---
name: inference-spec-decode-service
last_validated: 2026-06-01
description: >-
  Closed-loop speculative-decoding-as-a-service orchestrator -- a self-hosted analog
  of Fireworks FireOptimizer's adaptive speculative execution. Composes the per-phase
  skills into one profile-matched loop: profile live traffic (inference-workload-profile)
  -> hit-rate-matched corpus -> train a draft (inference-spec-decode-train) -> in-engine
  acceptance + same-node TPOT A/B vs the standing config -> promote ONLY on a measured win
  (standing config stays otherwise) -> publish. It is Phase 6 of inference-model-optimize
  run as a profile-matched closed loop instead of one-shot. Defines a service-state.json
  contract + a --mode oneshot|controller flag so it can later graduate to a deployed
  in-cluster controller without a rewrite. Triggers on "spec-dec as a service",
  "adaptive speculative decoding service", "fireoptimizer equivalent", "auto-train a draft",
  "close the spec-decode loop", "stand up the spec-dec service", or any combination of
  "service / loop / adaptive" with "spec-decode / speculative / draft".
allowed-tools:
  - mcp__profile_and_optimize__evidence_init
  - mcp__profile_and_optimize__perf_tune_report_campaign_init
  - mcp__profile_and_optimize__perf_tune_report_cell_run
  - mcp__profile_and_optimize__perf_tune_report_atlas_aggregate
  - mcp__profile_and_optimize__perf_tune_report_dcgm_correlate
  - mcp__profile_and_optimize__perf_tune_report_report_render
  - mcp__profile_and_optimize__perf_tune_report_publish_to_lake
  - mcp__profile_and_optimize__perf_baseline_diff
  - mcp__profile_and_optimize__search_runbooks
  - Bash(python3:*)
  - Bash(kubectl:*)
  - Bash(sinfo:*)
  - Bash(squeue:*)
  - Bash(sbatch:*)
  - Read
  - Write
---

# inference-spec-decode-service

## Purpose

One orchestrator for "give a served model a draft tailored to its OWN traffic, and
keep the standing config unless the tailored draft measurably wins." It does **not**
re-implement any phase -- it sequences the mature per-phase skills behind a single,
gate-driven, profile-matched loop and one evidence bundle, so an operator drives the
whole `profile -> corpus -> train -> A/B -> promote -> publish` loop without
hand-stitching skills together.

It is a self-hosted analog of Fireworks FireOptimizer's "adaptive speculative
execution": the differentiator is operational, not algorithmic -- the draft is trained
on a corpus **matched to the measured workload profile** (the documented source of the
higher draft hit-rate), and it is promoted only on a measured acceptance + TPOT win.

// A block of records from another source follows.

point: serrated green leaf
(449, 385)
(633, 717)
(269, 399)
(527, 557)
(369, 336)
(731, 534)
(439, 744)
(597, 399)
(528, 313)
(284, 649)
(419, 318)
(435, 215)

This is the closed-loop framing of
[`inference-model-optimize`](/plugins/profile-and-optimize/skills/inference-model-optimize/SKILL.md) Phase 6/7: that
orchestrator trains a draft on a generic corpus one-shot. This one matches the corpus to
traffic and is structured to run repeatedly.

**Implementation (v1 `oneshot`).** The loop is driven by `specdec-loop.sh`, which
EXECUTES C3-C5 behind `--i-understand-this-uses-the-cluster` (DRY by default), with
companions `specdec-decide.py` (the variance-controlled GO/NO-GO gate),
`canary-arm.yaml` (the parameterized experiment-prefixed A/B arm), and `specdec-presets.sh`. The
Workflow phases below map 1:1 to its `C1..C5 + publish`. `--mode controller` (drift-triggered
re-adaptation) remains the v2 seam - see "Mode: controller" below.

## When to use

- A served model has a latency ceiling you want to beat with a draft tailored to its
  actual traffic (not a generic UltraChat+ShareGPT draft).
- You want the "spec-dec as a service" capability: profile -> matched draft ->
  measured promote, as one workflow.
- You are standing up the loop now and want it architected to later become a deployed
  controller (continuous re-adaptation to traffic drift).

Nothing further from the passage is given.